Son yıllarda ülkemizde bir fikir dadandı. O da ne derseniz, bir sorun varsa ortada hatayı hep başkalarında aramak. Hep bir şeylerin lobisi türeyip duruyor ülkede ama hiç kimse sorumlu benim diyerek, sorumluluğuna göre hareket etmiyor.
Örneğin koronavirüs vakaları arttıkça, çok kolay bir şekilde vatandaşlara kısıtlamalara uymadıkları için kızabiliyoruz ancak yasak denetimlerinin ne kadar gerçekçi olduğunu, yasakların ne kadar çözüm olduğunu veya yasakları isteyenin ne kadar kolay bir şekilde çiğnediğini sorgulamıyoruz.
Memlekette döviz artıyor, paramız değersizleşiyor ancak sorumluluk almak, kalıcı çözümler uygulamak yerine hep farklı etmenleri, lobileri suçluyoruz.
Marketlerde fiyatlar artıyor, bu sefer de hep beraber market firmalarına saldırılıyor ve boykot çağrısında bulunuluyor. Bununla beraber hatırlarsınız bir ara patates, soğan fiyatları artmış ve haldeki esnafa deyim yerindeyse ‘Vatan haini’ muamelesi yapılmıştı.
Sıralama böyle yazdıkça bitmez, ülkemizde çok kötü bir linç kültürü oluşmuş durumda ve giderek kutuplaşan bir toplumu hep beraber gözlemliyoruz.
Şimdi tüm bunlar ışığında mutfak pahalılığı, geçim derdi, dışarıda kol gezen hastalıkla beraber, önceki gün bir gazetenin attığı manşet gerçekten canımı çok sıktı.
Gazeteciliğin temelinde halkı doğru bilgilendirmek vardır, artan pahalılığa göre halka akıl vermek değil.

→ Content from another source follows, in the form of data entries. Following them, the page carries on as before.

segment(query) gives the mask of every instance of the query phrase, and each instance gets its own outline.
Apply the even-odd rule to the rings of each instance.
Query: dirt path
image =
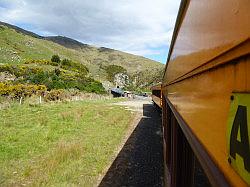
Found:
[[[138,112],[138,120],[99,187],[162,186],[161,117],[150,100],[117,103]]]

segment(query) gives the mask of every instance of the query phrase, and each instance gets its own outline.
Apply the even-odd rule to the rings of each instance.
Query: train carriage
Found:
[[[162,107],[162,99],[161,99],[161,84],[157,84],[155,86],[151,87],[151,91],[152,91],[152,101],[154,103],[154,105],[161,109]]]
[[[166,186],[250,185],[249,9],[181,2],[161,86]]]

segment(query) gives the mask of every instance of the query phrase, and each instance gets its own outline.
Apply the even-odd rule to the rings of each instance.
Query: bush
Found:
[[[50,92],[47,92],[45,95],[45,101],[57,101],[59,99],[62,99],[64,91],[63,90],[51,90]]]
[[[0,95],[14,98],[43,95],[46,90],[47,88],[45,85],[0,83]]]
[[[51,62],[56,62],[59,64],[61,62],[59,55],[53,55],[51,57]]]

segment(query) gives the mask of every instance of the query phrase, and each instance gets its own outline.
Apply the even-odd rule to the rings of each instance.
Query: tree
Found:
[[[51,62],[56,62],[59,64],[61,62],[59,55],[53,55],[51,58]]]

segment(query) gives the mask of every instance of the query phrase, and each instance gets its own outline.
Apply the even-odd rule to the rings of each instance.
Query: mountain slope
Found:
[[[146,70],[159,72],[164,65],[136,55],[105,47],[94,47],[62,36],[43,37],[19,27],[0,22],[0,63],[24,63],[29,59],[49,60],[53,54],[86,65],[90,76],[106,81],[102,67],[119,65],[128,75]],[[148,77],[151,77],[150,71]],[[157,80],[158,82],[159,80]]]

Belki de adını duyurmak, konuşulmak için yaptılar diye düşünerek isimlerini vermeyeceğim bu gazete der ki markete tok karnına gidin.
Markete çocuğunuzu götürmeyin, markette büyük araba kullanmayın, sepet kullanın, ürünlere dokunmayın, ikramları geri çevirin, pahalı ürün göz hizasında bulunur aşağı yukarı bakın.
Allah aşkına bunları yazarken, hiç mi biz ne yapıyoruz demediniz? Hiç mi ya biz ne yazıyoruz demediniz? Artan pahalılık karşısında halka akıl vermeyi, markete tok karnına gidin ve çocuklarınızı götürmeyin demeyi kendinize nasıl hak gördünüz?
Bunların yaptığı ‘Gazetecilik’ diye adlandırılıyorsa eğer yere batsın böyle gazetecilik. Vatandaşlara pahalılığa karşı ‘Siz de tok alışveriş yapın canım’ diyecek kadar hangi ara düşürdük seviyeyi.
Bu memlekette, unutulmayacak, utanç kaynağı olacak çok manşet gördük, o da bunlardan biri olarak tarihte yerini aldı.
Açıkçası üzülüyorum bu aymazlığa, bu rezillik diye tabir edilecek olan duruma neden olanlara, bunu özel haber olarak topluma sunanlara… Halka markete tok karnına gidin diyecek haddi de kendinizde görmeyin.